DMG-46. Epigenomic Reprogramming by EZHIP Drives Tumorigenesis and Stem-like States in Diffuse Midline Gliomas.

Abstract EZHIP (EZH inhibitory protein) is a cancer-testis antigen (CTA) typically restricted to germline cells, where it inhibits Polycomb repressive complex 2 (PRC2)-mediated deposition of the repressive histone mark H3K27me3. Its aberrant expression in H3K27M mutation-negative diffuse midline gliomas (DMGs) and ependymomas leads to PRC2 inhibition and widespread epigenomic dysregulation. H3K27M-mutant gliomas are similarly characterized by global loss of H3K27me3 due to inhibition of PRC2 by the oncohistone H3K27M, positioning EZHIP as a functional epigenetic mimetic of this mutation.To explore its role in tumorigenesis, we overexpressed EZHIP in the H3K27 wild-type DMG cell lines that lack H3K27M mutations. EZHIP overexpression resulted in a significant reduction in H3K27me3 levels, indicating PRC2 inhibition. In a Nestin-TVA mouse model of DMG, the introduction of EZHIP into neural stem cells via the RCAS-EZHIP-P2A-PDGFβ vector led to the development of aggressive, high-grade diffuse gliomas. The tumorigenic potential of EZHIP was further supported by Western blot analysis of EZHIP-expressing neural stem cells, which revealed increased expression of stem cell markers, including Nanog, GFAP, and Nestin, consistent with a stem-like transcriptional state. RNA and ATAC sequencing of EZHIP-overexpressing DMG cell lines, compared to their isogenic wild-type counterparts, revealed a substantial increase in the number of upregulated genes typically repressed by PRC2, indicating widespread transcriptional activation associated with PRC2 inhibition. Comparative transcriptional analysis further showed that EZHIP-induced gene expression changes more closely resembled those in PRC2 knockout cells rather than in cells harboring the H3K27M mutation.

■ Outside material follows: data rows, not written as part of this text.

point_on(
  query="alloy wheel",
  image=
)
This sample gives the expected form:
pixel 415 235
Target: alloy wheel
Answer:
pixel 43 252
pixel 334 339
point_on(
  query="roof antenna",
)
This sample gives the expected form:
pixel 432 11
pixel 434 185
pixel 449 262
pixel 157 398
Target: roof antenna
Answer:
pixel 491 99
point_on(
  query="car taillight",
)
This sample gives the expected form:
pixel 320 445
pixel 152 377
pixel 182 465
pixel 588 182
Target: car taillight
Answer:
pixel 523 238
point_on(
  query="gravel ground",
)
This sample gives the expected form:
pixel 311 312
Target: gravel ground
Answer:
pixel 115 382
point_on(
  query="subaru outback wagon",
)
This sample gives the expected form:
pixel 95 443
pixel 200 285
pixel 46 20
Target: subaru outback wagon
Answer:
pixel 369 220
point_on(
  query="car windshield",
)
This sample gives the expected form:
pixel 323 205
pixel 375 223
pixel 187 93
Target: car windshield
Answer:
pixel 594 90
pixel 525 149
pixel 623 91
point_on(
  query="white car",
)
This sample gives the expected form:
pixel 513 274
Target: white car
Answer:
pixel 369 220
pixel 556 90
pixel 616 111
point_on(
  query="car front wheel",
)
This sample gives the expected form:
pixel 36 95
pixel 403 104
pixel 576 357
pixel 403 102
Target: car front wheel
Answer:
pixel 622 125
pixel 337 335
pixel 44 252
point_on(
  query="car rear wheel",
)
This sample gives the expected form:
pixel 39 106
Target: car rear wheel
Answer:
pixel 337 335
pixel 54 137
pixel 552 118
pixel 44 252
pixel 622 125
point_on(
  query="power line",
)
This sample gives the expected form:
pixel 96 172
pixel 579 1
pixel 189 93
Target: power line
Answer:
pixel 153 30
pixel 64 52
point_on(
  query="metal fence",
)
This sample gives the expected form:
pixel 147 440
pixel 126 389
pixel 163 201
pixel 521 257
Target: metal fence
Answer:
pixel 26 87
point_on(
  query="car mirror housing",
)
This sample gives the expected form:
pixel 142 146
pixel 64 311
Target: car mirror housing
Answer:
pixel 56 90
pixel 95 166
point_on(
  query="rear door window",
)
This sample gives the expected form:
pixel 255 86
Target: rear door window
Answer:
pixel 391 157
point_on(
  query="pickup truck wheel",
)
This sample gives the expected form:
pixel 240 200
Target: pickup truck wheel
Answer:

Together, these findings highlight the complex role of EZHIP in disrupting PRC2-mediated gene silencing, promoting gliomagenesis, and altering the epigenomic landscape. While EZHIP and H3K27M mutations share some mechanistic similarities in inhibiting PRC2, key differences in their downstream effects suggest distinct contributions to tumor development. These findings advance our understanding of EZHIP-driven gliomas and reveal potential therapeutic vulnerabilities that could inform future treatments.